The survey highlighted the emergence of blogging platforms such as Blogactiv.eu as providing a useful launch pad for first-time bloggers and driving a blogging culture.
“This study is very encouraging for everyone concerned. Of course those attached to major English language publications such as the BBC and FT have a big impact in the English-language EU blogosphere, as do some commissioners, but there is encouragement for the independents as well,” said Stuart Langridge, director of Blogactiv.eu.
On a less positive note, the consultancy concluded that the EU’s blogosphere had not yet reached maturity compared to its US counterpart. Nevertheless, it said EU blogging was showing signs of increasing in volume and impact.

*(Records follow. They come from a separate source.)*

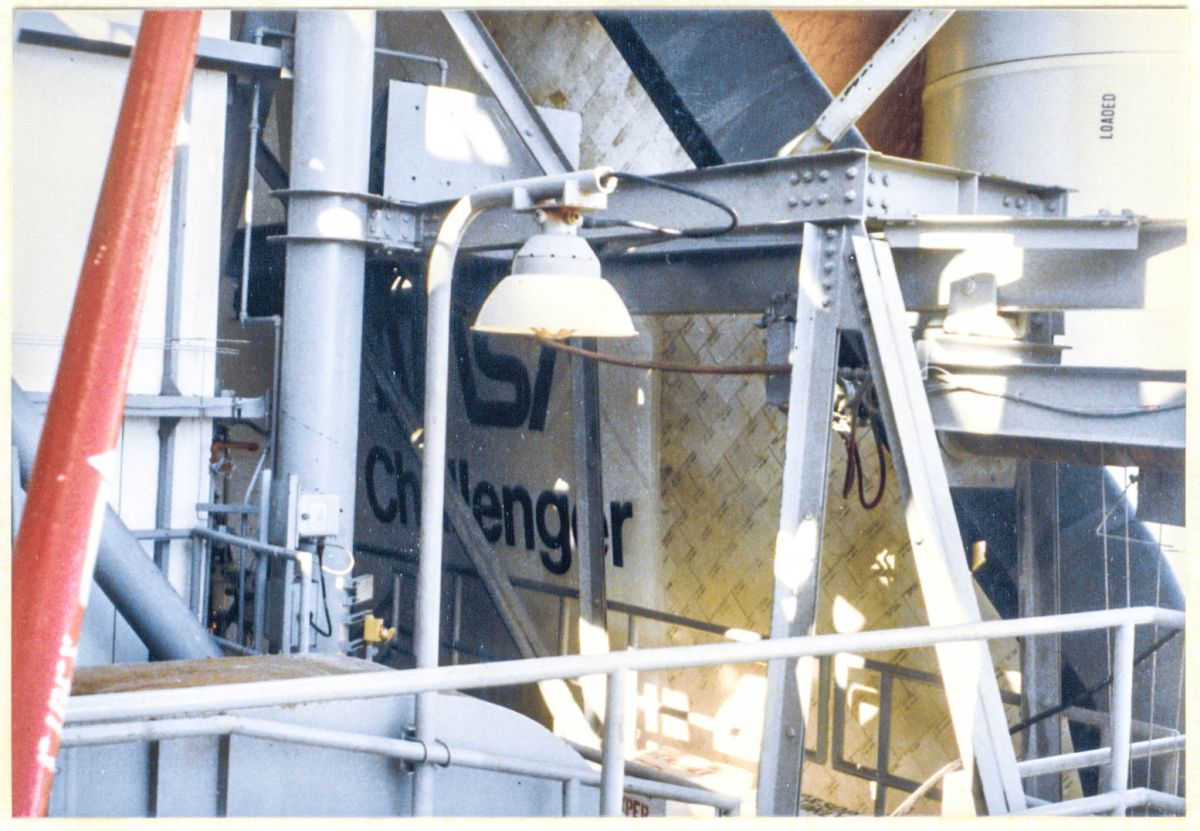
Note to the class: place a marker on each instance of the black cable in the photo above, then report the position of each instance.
(855, 459)
(324, 597)
(684, 233)
(1087, 693)
(949, 387)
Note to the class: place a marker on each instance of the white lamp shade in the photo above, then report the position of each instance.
(555, 305)
(556, 291)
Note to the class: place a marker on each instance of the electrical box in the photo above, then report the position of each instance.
(318, 515)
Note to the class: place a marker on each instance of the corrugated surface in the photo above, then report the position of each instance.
(720, 449)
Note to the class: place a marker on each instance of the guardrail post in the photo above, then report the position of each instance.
(612, 775)
(1122, 711)
(570, 797)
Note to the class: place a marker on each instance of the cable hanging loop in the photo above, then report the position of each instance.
(679, 233)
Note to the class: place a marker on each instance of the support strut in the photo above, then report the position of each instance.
(55, 549)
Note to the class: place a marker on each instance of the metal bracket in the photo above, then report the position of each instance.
(779, 321)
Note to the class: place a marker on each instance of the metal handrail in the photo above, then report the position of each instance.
(407, 749)
(508, 673)
(617, 665)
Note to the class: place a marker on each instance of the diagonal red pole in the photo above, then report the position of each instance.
(55, 546)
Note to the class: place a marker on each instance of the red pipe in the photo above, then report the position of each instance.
(55, 548)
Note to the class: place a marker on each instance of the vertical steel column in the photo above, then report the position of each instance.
(588, 498)
(612, 761)
(261, 562)
(1037, 590)
(323, 300)
(55, 550)
(1122, 711)
(937, 550)
(802, 510)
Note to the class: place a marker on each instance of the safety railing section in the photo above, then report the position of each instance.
(406, 749)
(621, 669)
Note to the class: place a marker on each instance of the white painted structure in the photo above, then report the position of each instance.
(67, 103)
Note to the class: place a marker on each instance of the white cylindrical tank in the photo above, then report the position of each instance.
(1095, 100)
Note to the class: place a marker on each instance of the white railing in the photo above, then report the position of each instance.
(617, 665)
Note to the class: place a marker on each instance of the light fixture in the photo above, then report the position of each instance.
(556, 290)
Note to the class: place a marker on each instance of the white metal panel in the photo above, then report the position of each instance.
(443, 143)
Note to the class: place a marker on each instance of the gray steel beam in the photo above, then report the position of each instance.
(589, 489)
(323, 297)
(937, 550)
(1044, 404)
(775, 196)
(124, 571)
(213, 53)
(180, 406)
(491, 65)
(797, 561)
(731, 84)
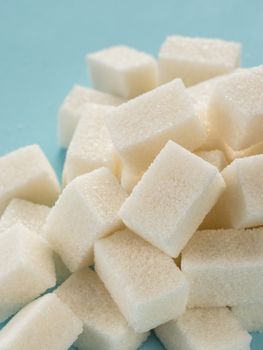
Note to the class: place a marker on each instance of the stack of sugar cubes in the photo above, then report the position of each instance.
(159, 222)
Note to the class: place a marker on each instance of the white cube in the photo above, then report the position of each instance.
(200, 95)
(45, 324)
(250, 316)
(204, 329)
(196, 59)
(142, 126)
(172, 198)
(26, 269)
(104, 327)
(86, 210)
(236, 110)
(214, 157)
(91, 146)
(69, 112)
(27, 174)
(122, 71)
(31, 215)
(147, 286)
(241, 204)
(224, 267)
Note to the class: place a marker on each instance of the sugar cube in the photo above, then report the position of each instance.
(224, 267)
(142, 280)
(31, 215)
(26, 269)
(204, 329)
(45, 324)
(172, 198)
(196, 59)
(86, 210)
(241, 204)
(104, 327)
(70, 110)
(250, 316)
(214, 157)
(235, 109)
(200, 95)
(122, 71)
(27, 174)
(247, 152)
(142, 126)
(91, 146)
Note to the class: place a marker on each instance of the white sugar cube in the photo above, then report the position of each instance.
(250, 316)
(204, 329)
(200, 95)
(142, 126)
(214, 157)
(104, 327)
(172, 198)
(122, 71)
(196, 59)
(241, 204)
(27, 174)
(45, 324)
(224, 267)
(145, 283)
(31, 215)
(26, 269)
(70, 110)
(86, 210)
(236, 110)
(91, 146)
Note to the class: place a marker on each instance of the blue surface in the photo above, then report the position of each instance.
(43, 43)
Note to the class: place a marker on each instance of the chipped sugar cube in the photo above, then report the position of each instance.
(26, 269)
(241, 204)
(141, 127)
(104, 327)
(45, 324)
(86, 210)
(142, 280)
(122, 71)
(224, 267)
(32, 216)
(196, 59)
(250, 316)
(204, 329)
(27, 174)
(172, 198)
(91, 146)
(70, 110)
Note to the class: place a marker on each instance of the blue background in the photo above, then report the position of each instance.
(43, 44)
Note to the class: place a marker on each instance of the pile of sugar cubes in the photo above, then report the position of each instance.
(159, 222)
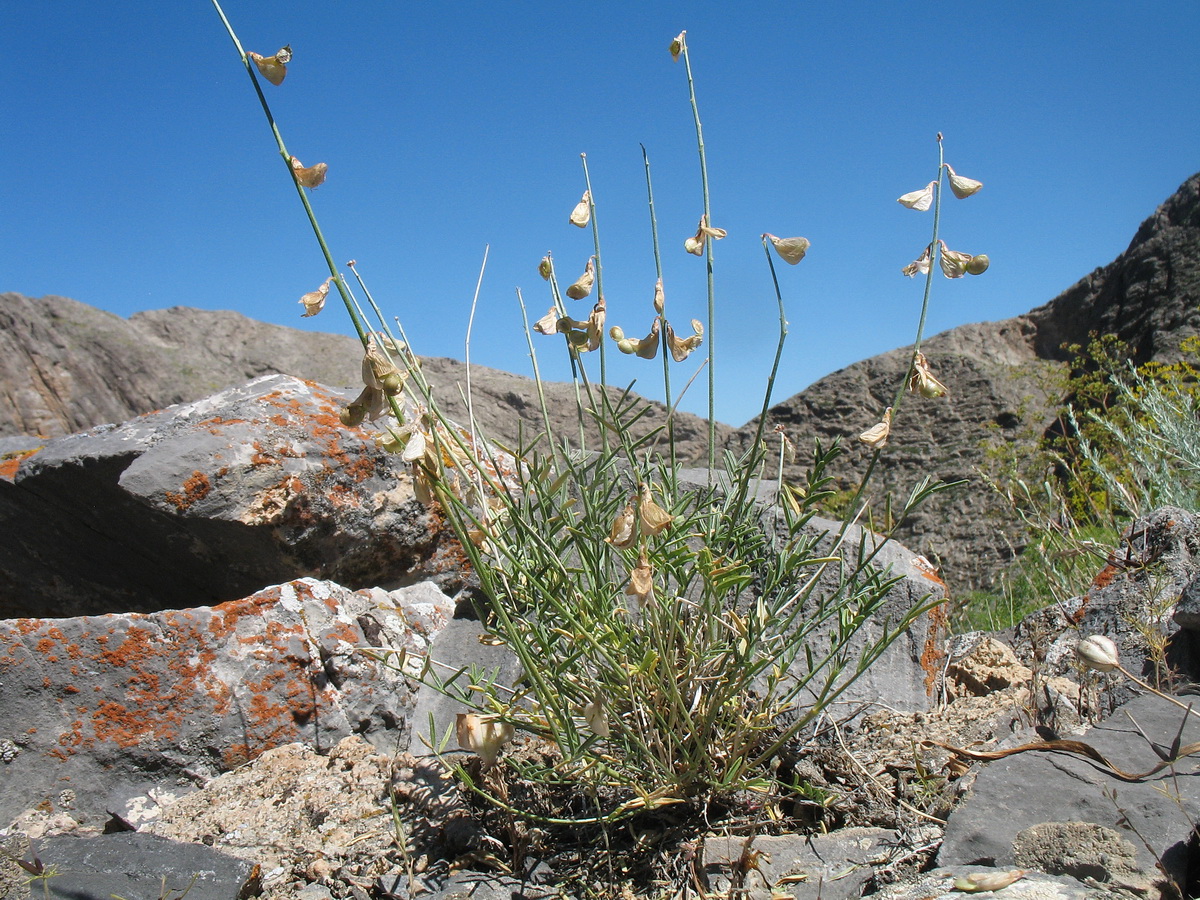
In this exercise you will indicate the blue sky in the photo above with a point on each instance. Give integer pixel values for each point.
(143, 175)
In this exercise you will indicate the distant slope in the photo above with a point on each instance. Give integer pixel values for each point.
(66, 366)
(996, 373)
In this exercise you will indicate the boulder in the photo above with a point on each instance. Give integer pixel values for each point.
(118, 714)
(209, 502)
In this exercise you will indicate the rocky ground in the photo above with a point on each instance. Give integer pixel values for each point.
(228, 744)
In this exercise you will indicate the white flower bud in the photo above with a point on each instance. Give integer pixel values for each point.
(1098, 653)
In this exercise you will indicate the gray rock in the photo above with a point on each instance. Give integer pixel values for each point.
(131, 711)
(997, 377)
(66, 366)
(820, 867)
(135, 867)
(1036, 790)
(210, 502)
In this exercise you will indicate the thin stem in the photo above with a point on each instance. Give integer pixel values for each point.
(304, 198)
(708, 257)
(595, 241)
(663, 316)
(537, 381)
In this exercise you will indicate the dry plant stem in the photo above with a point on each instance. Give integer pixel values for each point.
(595, 241)
(537, 382)
(658, 274)
(708, 259)
(287, 161)
(1168, 697)
(921, 328)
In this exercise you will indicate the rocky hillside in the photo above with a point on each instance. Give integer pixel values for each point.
(66, 366)
(997, 378)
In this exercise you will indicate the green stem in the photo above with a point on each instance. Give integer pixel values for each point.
(304, 198)
(595, 241)
(663, 324)
(708, 245)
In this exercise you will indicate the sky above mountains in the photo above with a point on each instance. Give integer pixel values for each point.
(144, 175)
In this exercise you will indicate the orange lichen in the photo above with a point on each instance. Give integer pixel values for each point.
(11, 462)
(933, 654)
(196, 489)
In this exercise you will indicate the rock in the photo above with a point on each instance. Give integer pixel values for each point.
(820, 867)
(1133, 600)
(1020, 805)
(209, 502)
(135, 867)
(997, 377)
(66, 366)
(127, 712)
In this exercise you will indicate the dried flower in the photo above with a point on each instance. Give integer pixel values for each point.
(988, 881)
(1098, 653)
(954, 264)
(960, 185)
(310, 177)
(595, 717)
(645, 347)
(682, 347)
(582, 213)
(876, 437)
(677, 46)
(923, 382)
(582, 287)
(919, 199)
(484, 735)
(641, 580)
(791, 250)
(653, 519)
(624, 528)
(273, 69)
(921, 264)
(695, 245)
(315, 300)
(378, 370)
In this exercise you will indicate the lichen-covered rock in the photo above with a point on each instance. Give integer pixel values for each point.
(123, 712)
(209, 502)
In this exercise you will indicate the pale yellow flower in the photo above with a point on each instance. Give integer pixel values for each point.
(791, 250)
(877, 435)
(695, 245)
(595, 717)
(923, 382)
(582, 213)
(645, 347)
(653, 519)
(309, 177)
(919, 199)
(960, 185)
(624, 528)
(682, 347)
(921, 264)
(315, 300)
(641, 580)
(484, 735)
(1098, 653)
(273, 69)
(582, 287)
(678, 45)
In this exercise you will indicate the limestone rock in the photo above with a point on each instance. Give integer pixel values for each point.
(996, 373)
(209, 502)
(121, 713)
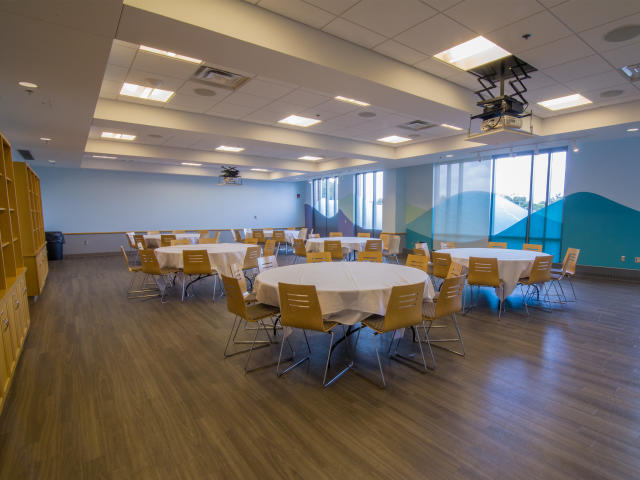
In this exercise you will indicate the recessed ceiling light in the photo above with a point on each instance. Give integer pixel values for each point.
(118, 136)
(146, 93)
(299, 121)
(473, 53)
(568, 101)
(353, 101)
(166, 53)
(394, 139)
(224, 148)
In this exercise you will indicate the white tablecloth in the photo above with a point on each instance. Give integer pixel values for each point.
(153, 240)
(512, 264)
(221, 255)
(351, 243)
(355, 289)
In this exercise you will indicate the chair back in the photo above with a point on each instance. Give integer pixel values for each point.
(335, 247)
(404, 308)
(317, 257)
(235, 297)
(196, 262)
(483, 271)
(299, 306)
(269, 248)
(441, 264)
(251, 258)
(373, 245)
(450, 297)
(267, 263)
(541, 269)
(417, 261)
(370, 256)
(533, 247)
(298, 247)
(165, 240)
(455, 270)
(149, 262)
(180, 241)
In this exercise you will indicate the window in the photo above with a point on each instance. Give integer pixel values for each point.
(369, 192)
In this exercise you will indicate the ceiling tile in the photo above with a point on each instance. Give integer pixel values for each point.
(543, 27)
(354, 33)
(482, 17)
(581, 15)
(435, 35)
(400, 52)
(558, 52)
(389, 18)
(578, 68)
(299, 10)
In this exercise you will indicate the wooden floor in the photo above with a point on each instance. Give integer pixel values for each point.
(111, 388)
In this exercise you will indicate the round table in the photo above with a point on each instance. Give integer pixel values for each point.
(221, 255)
(355, 289)
(153, 240)
(349, 243)
(512, 264)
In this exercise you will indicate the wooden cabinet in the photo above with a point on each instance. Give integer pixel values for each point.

In particular, the US blogosphere outsmarts the EU for providing “real sector expertise,” argues the consultancy.
Its 2009 US survey identified a substantial amount of influential blogs focused on the healthcare, financial services, technology and energy sectors.
“[The survey] suggests a startling lack of public commentary from real sector experts, and a major untapped opportunity for online engagement in the EU,” read one of the report’s key findings.
Critics argue that the consultancy’s study was too narrow as it focused on just one aspect of social media and only looked at English-language blogs.
A Dutch liberal MEP who spoke to lobbyists and policymakers at an event unveiling the report pointed out that you don’t have to gain a critical mass of followers to be a hit in the blogosphere.
“Bloggers must earn a reputation like any salesman. The blogosphere is like a marketplace of ideas. Most bloggers cater to a niche which is not always about high numbers,” Marietje Schaake told EurActiv.
“If you’ve reached the two people you wanted to reach, then two is enough,” Schaake said.
She also pointed to two EU blogs that are highly influential in her own country, the Philp Ebels blog and the Elsevier.nl blog, which did not figure in the study because they are in Dutch.